Most dental offices avoided Vista and are using Windows XP as their operating system (OS). If you are planning to upgrade to Windows 7 it represents the first OS upgrade in six or seven years. All indications are that the path to Windows 7 is littered with peril, especially for a dental office.
XP to 7 is not just a simple upgrade but represents a complete change in the OS. Many existing systems both hardware and software that run great with XP will not function with 7. In dentistry we have many highly specialized products used exclusively in our industry. Rarely are these products included in OS system upgrade analysis. Often these products wait until a new OS has been out for some time before writing an upgrade for the new OS.
What that means is that some dental product you may have been happily using for years on XP will not work with 7; it may be many months before it will work with 7 or it may never work with 7.
On the other hand if you buy a new PC computer it is guaranteed to come with 7.
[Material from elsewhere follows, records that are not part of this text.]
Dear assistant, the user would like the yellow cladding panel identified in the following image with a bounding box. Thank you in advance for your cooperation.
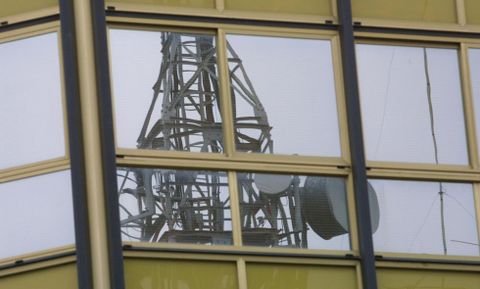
[0,263,78,289]
[125,258,238,289]
[352,0,458,23]
[106,0,215,8]
[225,0,333,16]
[464,0,480,25]
[247,263,357,289]
[0,0,58,17]
[377,269,480,289]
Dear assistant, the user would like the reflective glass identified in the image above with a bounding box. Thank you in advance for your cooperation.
[357,44,468,165]
[117,168,232,245]
[369,180,480,256]
[237,173,350,250]
[109,29,223,152]
[468,48,480,158]
[227,35,341,157]
[0,171,75,259]
[0,33,65,170]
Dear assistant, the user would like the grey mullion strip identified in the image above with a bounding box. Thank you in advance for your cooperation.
[90,0,125,289]
[354,24,480,39]
[337,0,377,289]
[60,0,93,289]
[106,6,338,30]
[0,14,59,33]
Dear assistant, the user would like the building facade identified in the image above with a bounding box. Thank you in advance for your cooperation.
[0,0,480,289]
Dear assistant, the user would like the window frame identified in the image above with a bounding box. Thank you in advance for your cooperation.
[107,16,359,256]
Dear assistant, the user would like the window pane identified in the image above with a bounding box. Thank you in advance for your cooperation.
[0,33,65,170]
[370,180,480,255]
[110,29,223,152]
[227,35,341,157]
[117,168,232,245]
[237,173,350,250]
[468,49,480,159]
[0,171,75,259]
[357,44,468,165]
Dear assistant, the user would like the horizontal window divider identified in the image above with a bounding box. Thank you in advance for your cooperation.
[375,254,480,271]
[0,249,76,277]
[367,162,472,173]
[123,244,360,265]
[367,168,480,182]
[354,25,480,42]
[0,157,70,184]
[106,11,338,31]
[0,13,60,33]
[117,149,350,168]
[117,157,350,176]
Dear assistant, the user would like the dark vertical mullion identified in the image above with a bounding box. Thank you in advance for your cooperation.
[59,0,93,289]
[337,0,377,289]
[90,0,125,289]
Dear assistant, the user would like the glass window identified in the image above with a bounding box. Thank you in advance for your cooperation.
[227,35,341,157]
[356,44,468,165]
[468,48,480,158]
[237,173,350,250]
[117,168,232,245]
[110,29,223,152]
[0,171,75,259]
[108,0,215,8]
[369,180,480,256]
[0,33,65,170]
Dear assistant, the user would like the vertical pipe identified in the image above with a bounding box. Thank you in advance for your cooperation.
[59,0,93,289]
[337,0,377,289]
It is not just the software applications, hardware will also be effected. If your computer was built before 2007 it is likely to have compatibility issues with 7. Peripherals like printers may not have up to date windows 7 drivers, and frankly some will never be available. The advice from Microsoft and others if this happens…buy new stuff.
Special dental systems like sensors, diagnostics and product bridges are especially prone to this issue.
As a general rule it is wise to wait until the first major bug fix has been released before upgrading. Microsoft calls the bug fixes service packs. So far there has not been a Windows 7 service pack. After the service pack wait to see if all your mission critical applications and peripherals will work with 7. The most reliable way to do this is to test them. This is beyond most dentists and you will need the aid of an IT specialist to help.
As stated in the opening, most dentists are using XP quite succesfuly and they have been for many years. On the other hand XP was plagued with these same compatibility issues when it was first released. It took well over a year after release until a dental office could reliably use XP.
All indications are that Windows 7 will be a significant improvement and we will be using it in dentistry as time goes on. However, right this minute, using Windows 7 presents numerous risks. If you do decide to upgrade be prepared to also upgrade or replace numerous other components of your system, both hardware and software.